Challenged Western bridal conventions through deliberately aged fabrics and exposed construction, from the SS99 collection Tim Blanks called one of fashion's most enchanting shows.

Yohji Yamamoto’s Spring/Summer 1999 collection opened with “Here Comes The Bride” and proceeded to dismantle every assumption the song implied. The deconstructed wedding dresses — crafted from deliberately aged white cotton with visible basting stitches that fused hasty underpinnings with couture detail — were simultaneously modern and traditionally elegant, romantic and subversive, bridal and anti-bridal. Models removed one dress to reveal another beneath it, and then another, as Yamamoto explored what he called “the many stories behind the wedding dress.” One model unzipped a white pocket on her crinoline hoop skirt to produce flat shoes and a bouquet — the practical bridal kit hidden inside the impossible garment.

Tim Blanks called it one of the most enchanting shows in fashion history. Suzy Menkes termed it the zenith of Yamamoto’s career. The collection progressed in the manner of a wedding ceremony, with male models enacting secondary roles and André Leon Talley making a cameo.

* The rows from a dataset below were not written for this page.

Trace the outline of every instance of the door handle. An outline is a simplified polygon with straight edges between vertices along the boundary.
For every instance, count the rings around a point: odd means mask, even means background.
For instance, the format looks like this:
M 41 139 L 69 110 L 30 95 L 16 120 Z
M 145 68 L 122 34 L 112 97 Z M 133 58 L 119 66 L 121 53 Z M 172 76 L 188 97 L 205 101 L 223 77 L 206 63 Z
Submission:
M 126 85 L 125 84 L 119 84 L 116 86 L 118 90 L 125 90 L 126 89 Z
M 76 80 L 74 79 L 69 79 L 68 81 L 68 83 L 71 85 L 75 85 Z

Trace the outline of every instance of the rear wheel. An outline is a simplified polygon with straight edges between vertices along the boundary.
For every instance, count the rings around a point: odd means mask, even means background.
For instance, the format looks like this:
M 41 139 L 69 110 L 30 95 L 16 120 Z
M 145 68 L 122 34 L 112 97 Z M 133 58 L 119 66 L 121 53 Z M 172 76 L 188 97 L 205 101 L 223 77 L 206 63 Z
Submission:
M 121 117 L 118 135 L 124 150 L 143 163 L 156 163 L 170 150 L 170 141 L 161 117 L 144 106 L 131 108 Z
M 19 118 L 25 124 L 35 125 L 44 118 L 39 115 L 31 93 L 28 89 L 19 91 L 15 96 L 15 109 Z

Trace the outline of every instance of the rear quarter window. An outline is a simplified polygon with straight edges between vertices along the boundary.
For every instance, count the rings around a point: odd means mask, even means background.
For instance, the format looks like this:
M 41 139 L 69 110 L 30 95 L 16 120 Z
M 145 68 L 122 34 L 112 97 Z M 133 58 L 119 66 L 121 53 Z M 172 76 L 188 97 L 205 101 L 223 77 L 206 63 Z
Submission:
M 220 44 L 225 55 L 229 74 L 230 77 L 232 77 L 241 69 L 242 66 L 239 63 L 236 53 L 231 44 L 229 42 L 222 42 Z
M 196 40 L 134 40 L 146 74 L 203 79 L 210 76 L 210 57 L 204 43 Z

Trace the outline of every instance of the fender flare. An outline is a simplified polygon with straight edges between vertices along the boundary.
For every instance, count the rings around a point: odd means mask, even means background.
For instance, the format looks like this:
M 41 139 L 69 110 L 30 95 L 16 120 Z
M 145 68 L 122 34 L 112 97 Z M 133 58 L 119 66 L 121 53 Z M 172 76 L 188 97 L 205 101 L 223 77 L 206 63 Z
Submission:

The fabrics — deliberately aged, worn-looking, their surfaces carrying the memory of use that had not yet occurred — floated upon bodies with a lightness that contradicted the weight of the institution they were addressing. The shock of the collection lay in the fact that Yamamoto’s work did not actually look new at all, and yet it was newer than anything else on any runway that season.

Pieces from this collection reside in the Metropolitan Museum of Art’s Costume Institute. On the rare occasions originals surface on the secondary market, they command significant collector interest — evidence that a wedding dress designed to look already worn can outlast any number of pristine gowns.